A month later, Nixon was on top again, this time at Laguna Seca. The race had belonged to Duhamel, but when the French Canadian crashed in the corkscrew, Nixon took over and held off teammate Cliff Carr for the win. “I think my luck’s changed,” he said after the race.
It certainly had, and it would continue just a few weeks later at Pocono, Pennsylvania, where Nixon scored his third consecutive road race win. Taking the lead from Duhamel again (whose Kawasaki broke down), Nixon scored another win, with Kenny Roberts again in second place.
After three years without a win, Nixon had now won three races in a row. According to Emde, it couldn’t have happened to a nicer guy.
“I met Gary when I was still a novice in 1970,” Emde recalls. “He was really a hero of mine, but he became a good friend. My dad and I would stay at his house when we were back east. It wasn’t a large, fancy house by any means, but it was full of some great racers: John Hateley, Don Castro, Dave Aldana, and a lot of riders would be staying with Gary and his family. He showed us the ropes, coached us and helped us in any way he could.”
Nixon and Emde were members of the powerhouse Triumph/BSA team of the late ’60s and early 70s. But the sudden collapse of the British bike industry left both he and Emde scrambling to find new rides at the end of 1971. “We were 90 days out from Daytona,” he recalls, “and that wasn’t much time to find sponsors, build new race bikes and so on.”
Emde fared well, landing a Mel Dinesen-sponsored ride on a Yamaha 350 on which he won the 1972 Daytona 200. Nixon, meanwhile, struggled his first year on the Kawasaki. The talent was there, and he even won the first leg of the Ontario 200. But he crashed in the second leg and broke down in most of the other races throughout the year.

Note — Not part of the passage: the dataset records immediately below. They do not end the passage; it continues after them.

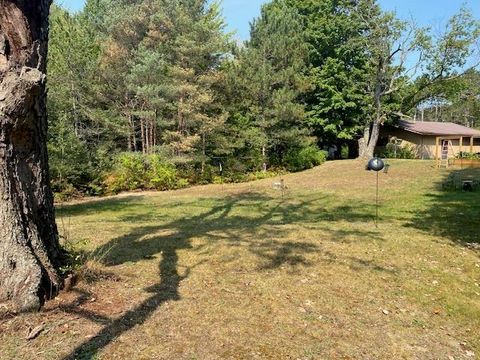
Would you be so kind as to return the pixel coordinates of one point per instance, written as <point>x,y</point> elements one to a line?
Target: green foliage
<point>306,158</point>
<point>135,171</point>
<point>468,156</point>
<point>393,151</point>
<point>162,77</point>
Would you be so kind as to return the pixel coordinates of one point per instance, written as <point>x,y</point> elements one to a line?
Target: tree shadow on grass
<point>253,221</point>
<point>452,213</point>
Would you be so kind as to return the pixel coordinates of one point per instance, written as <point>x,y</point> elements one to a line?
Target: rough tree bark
<point>29,246</point>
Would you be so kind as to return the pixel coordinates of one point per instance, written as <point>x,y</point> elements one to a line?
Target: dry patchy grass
<point>240,272</point>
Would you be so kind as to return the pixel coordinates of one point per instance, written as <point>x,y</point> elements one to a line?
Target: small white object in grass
<point>469,353</point>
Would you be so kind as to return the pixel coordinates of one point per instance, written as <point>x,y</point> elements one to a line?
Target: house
<point>432,140</point>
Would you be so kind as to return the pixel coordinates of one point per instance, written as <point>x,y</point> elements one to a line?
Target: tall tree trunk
<point>29,247</point>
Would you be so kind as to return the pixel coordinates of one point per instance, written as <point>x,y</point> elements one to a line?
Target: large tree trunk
<point>29,247</point>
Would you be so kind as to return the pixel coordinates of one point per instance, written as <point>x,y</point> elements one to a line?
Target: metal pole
<point>376,205</point>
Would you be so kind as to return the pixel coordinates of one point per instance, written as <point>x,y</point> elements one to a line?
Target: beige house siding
<point>424,146</point>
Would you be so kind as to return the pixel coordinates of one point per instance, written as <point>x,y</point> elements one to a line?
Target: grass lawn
<point>240,272</point>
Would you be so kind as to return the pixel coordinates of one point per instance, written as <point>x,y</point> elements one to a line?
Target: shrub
<point>393,151</point>
<point>468,156</point>
<point>161,175</point>
<point>305,158</point>
<point>134,171</point>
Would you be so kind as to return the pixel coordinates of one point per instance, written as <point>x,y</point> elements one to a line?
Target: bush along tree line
<point>155,94</point>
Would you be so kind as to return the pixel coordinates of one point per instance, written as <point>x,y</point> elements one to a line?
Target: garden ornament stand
<point>376,164</point>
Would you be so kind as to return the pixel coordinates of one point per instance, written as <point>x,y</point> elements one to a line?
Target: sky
<point>239,13</point>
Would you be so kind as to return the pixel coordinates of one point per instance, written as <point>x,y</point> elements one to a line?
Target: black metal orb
<point>376,164</point>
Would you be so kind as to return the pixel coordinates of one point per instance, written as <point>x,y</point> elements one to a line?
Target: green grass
<point>242,272</point>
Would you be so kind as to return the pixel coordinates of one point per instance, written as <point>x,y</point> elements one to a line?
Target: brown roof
<point>437,128</point>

If there is any truth in the saying “you make your own luck,” then Gary Nixon decided to make 1973 his luckiest year ever by forming what would become a longtime partnership with famed tuner Irv Kanemoto. Together, the two men helped give Team Kawasaki one of its most successful race seasons ever.

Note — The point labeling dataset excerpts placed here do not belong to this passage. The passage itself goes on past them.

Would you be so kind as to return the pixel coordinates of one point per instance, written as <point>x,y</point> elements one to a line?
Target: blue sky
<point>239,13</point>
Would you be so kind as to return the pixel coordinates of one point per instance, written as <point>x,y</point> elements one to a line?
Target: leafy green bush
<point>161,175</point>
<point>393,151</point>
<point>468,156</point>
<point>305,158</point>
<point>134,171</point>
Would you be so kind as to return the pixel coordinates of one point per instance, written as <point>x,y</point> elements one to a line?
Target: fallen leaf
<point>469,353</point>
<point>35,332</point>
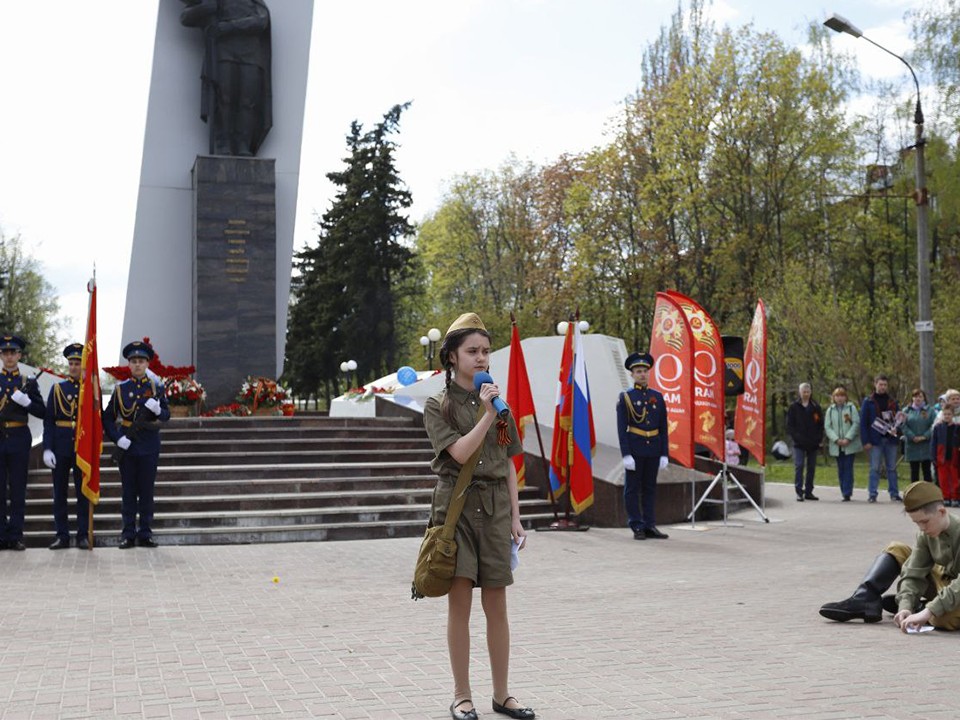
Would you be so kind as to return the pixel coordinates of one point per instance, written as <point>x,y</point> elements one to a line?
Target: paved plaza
<point>716,623</point>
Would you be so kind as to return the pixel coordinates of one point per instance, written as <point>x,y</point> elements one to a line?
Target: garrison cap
<point>919,494</point>
<point>138,348</point>
<point>73,351</point>
<point>12,342</point>
<point>638,360</point>
<point>467,321</point>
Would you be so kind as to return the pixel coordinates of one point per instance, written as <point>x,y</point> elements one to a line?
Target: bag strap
<point>459,499</point>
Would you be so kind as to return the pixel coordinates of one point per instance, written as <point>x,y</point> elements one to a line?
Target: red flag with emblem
<point>708,369</point>
<point>671,344</point>
<point>750,425</point>
<point>519,397</point>
<point>88,443</point>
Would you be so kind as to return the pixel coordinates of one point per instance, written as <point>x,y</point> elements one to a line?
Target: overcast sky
<point>487,78</point>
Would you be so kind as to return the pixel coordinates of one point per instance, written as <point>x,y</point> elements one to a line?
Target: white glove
<point>20,398</point>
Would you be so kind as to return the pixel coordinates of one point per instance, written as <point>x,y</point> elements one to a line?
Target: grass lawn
<point>782,471</point>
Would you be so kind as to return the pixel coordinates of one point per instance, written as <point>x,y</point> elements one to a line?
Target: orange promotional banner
<point>519,398</point>
<point>88,443</point>
<point>708,376</point>
<point>751,420</point>
<point>671,344</point>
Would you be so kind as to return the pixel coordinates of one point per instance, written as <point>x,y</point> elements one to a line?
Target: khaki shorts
<point>936,582</point>
<point>483,530</point>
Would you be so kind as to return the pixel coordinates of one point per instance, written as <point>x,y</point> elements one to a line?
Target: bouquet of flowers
<point>184,390</point>
<point>231,410</point>
<point>261,392</point>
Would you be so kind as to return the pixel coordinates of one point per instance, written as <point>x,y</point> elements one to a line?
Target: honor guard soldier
<point>132,420</point>
<point>59,436</point>
<point>642,428</point>
<point>18,396</point>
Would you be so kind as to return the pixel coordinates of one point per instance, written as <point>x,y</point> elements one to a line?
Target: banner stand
<point>727,479</point>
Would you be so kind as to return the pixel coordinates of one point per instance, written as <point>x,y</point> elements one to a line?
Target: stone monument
<point>213,243</point>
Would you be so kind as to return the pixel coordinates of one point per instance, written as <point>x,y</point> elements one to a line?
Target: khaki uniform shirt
<point>494,461</point>
<point>944,551</point>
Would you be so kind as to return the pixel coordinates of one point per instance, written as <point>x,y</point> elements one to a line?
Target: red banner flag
<point>708,370</point>
<point>88,443</point>
<point>671,344</point>
<point>751,420</point>
<point>559,462</point>
<point>519,397</point>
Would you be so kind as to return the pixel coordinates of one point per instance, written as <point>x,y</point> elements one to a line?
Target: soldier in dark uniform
<point>59,435</point>
<point>132,420</point>
<point>642,427</point>
<point>18,396</point>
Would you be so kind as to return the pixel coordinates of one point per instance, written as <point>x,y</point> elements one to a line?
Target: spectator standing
<point>805,428</point>
<point>943,448</point>
<point>879,436</point>
<point>917,425</point>
<point>842,428</point>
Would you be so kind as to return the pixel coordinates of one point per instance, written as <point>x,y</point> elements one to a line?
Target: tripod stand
<point>726,479</point>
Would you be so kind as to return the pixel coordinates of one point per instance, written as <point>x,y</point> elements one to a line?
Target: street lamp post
<point>347,367</point>
<point>924,324</point>
<point>429,342</point>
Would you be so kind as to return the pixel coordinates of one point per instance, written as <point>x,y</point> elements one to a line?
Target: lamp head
<point>838,23</point>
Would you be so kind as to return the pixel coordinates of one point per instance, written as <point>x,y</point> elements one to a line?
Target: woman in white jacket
<point>841,424</point>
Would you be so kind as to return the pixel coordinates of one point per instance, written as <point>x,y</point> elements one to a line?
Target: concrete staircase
<point>274,479</point>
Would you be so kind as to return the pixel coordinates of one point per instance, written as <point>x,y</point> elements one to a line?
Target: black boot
<point>865,603</point>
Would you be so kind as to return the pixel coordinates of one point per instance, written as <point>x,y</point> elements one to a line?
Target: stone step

With maybe just a little more luck, Nixon might’ve won even more in 1973. At Road Atlanta, he was out in front in his heat race when a connecting rod snapped in two. At the season finale, he finished second in both legs of the Ontario 200, challenging Duhamel in the final before settling for second.
According to Emde, second wasn’t a place where Gary Nixon liked to live.

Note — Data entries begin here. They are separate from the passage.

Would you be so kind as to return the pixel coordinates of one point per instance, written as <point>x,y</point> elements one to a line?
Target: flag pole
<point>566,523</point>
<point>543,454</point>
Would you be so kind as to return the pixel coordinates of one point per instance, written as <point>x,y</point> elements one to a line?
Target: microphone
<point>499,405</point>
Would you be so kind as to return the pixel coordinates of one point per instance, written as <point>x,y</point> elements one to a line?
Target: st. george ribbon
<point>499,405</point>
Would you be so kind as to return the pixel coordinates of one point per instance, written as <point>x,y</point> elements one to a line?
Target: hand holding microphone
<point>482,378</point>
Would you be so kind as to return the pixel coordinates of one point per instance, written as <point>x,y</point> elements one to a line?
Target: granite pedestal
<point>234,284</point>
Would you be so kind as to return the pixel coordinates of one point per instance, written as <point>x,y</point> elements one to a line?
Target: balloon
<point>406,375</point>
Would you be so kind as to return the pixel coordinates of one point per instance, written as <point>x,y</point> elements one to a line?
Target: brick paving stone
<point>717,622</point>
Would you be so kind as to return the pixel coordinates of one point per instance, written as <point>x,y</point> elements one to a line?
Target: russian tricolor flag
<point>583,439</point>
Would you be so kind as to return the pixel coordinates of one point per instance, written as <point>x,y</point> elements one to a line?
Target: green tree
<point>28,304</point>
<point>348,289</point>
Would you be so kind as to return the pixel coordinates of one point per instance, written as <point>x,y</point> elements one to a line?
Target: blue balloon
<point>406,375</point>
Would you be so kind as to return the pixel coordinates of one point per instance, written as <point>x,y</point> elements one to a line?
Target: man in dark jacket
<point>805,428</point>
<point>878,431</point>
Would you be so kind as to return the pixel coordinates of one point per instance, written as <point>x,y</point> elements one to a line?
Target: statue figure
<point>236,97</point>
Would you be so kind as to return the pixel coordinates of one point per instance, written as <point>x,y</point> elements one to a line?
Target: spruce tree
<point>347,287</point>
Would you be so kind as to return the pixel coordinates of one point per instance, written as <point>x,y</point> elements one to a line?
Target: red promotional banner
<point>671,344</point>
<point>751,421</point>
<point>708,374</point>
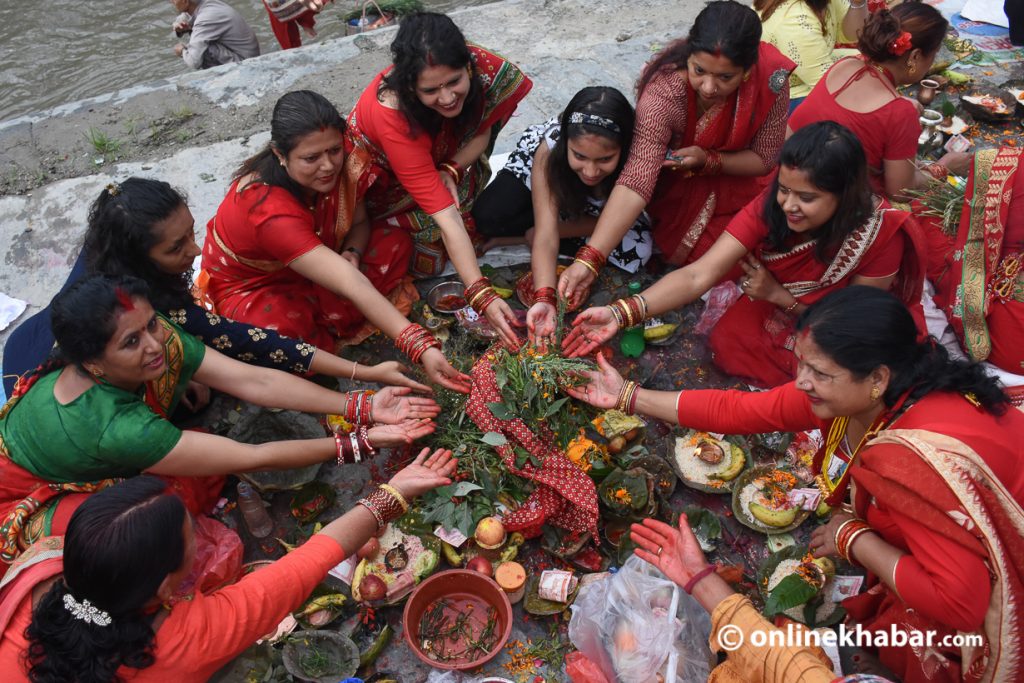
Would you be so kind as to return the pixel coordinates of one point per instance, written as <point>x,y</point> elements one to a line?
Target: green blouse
<point>104,432</point>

“He might’ve been the first guy to ever say ‘second place is the first loser,’” Emde says. “He truly seemed pissed off when he didn’t win. He just really had a drive to be on top.”
“Gary struggled with life when his racing career ended,” Emde adds. “He was born to be a racer, and I think that was really all he knew how to do.”
Nixon continued to win races over the next several years for both Suzuki and Kawasaki before finishing his career aboard a Yamaha TZ750. He had a brief stint managing a dirt track racing team, as well as running a catalog order business.
Gary Nixon passed away in 2011 at the age of 70, but before he left, he gave race fans one more chance to watch the fiery redhead do what he did best. It was in the early ’90s; Nixon returned to racing with the BMW Battle of the Legends series, where he would win at Daytona one more time!
“It was all for show, a promotional event for BMW,” Emde says, “but Nixon took it very seriously. And when he won, he was smiling again.